Es fama que Balzac —en otra vertiente expansiva y, al parecer, no menos fogosa de su gran potencia creadora— fue un gran buscador de ocasiones galantes, que, por cierto, según dice la crónica, nunca le faltaron. Si bien es forzoso reconocer que su físico nunca fue seductor per se, al parecer, suplía su falta de encantos materiales con el atractivo más o menos infalible de su fama literaria —notoria a partir de cierto momento— y, sobre todo, con el desbordante encanto de su conversación y la imbatible agudeza de su ingenio verbal. La palabra, tanto en la intimidad de la escritura como en el mundo social de los salones, le salvaba una vez más del abismo, y lograba para él, con un breve giro de muñeca, lo que no alcanzaba de inmediato la pura realidad de su físico poco agraciado.

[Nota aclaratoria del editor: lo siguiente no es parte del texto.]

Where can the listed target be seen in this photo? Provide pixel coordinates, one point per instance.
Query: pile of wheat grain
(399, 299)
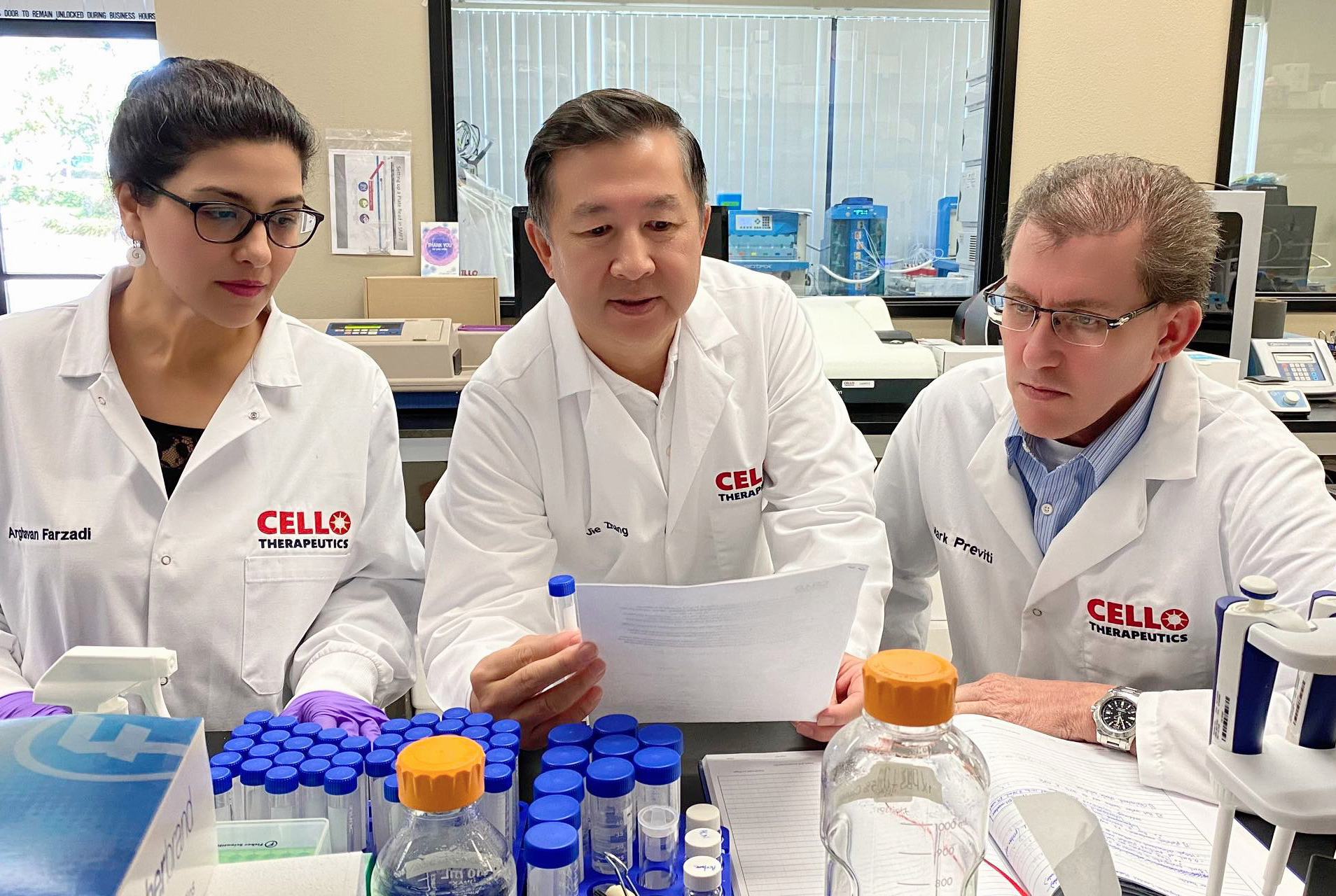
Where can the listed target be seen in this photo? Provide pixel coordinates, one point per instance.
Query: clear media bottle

Junto a estos episodios mundanos, que tampoco merecen más comentario, cobran una presencia decisiva tres mujeres, fundamentales en la vida de Balzac.

Empezaremos recordando la cálida figura de Zulma Carraud, amiga desde la infancia de Laure, la hermana del autor. Balzac mantendrá con Zulma, desde 1829, una jugosa correspondencia regular en la que tratará todo tipo de asuntos personales, opiniones sobre la realidad política y, muchas veces, explicaciones de sus esbozos y proyectos literarios, y también críticas o comentarios relativos a diferentes aspectos de su propia producción. Zulma Carraud y su marido no desmintieron nunca la amistad familiar de tantos años, y recibieron varias veces a Balzac en su casa de Angulema.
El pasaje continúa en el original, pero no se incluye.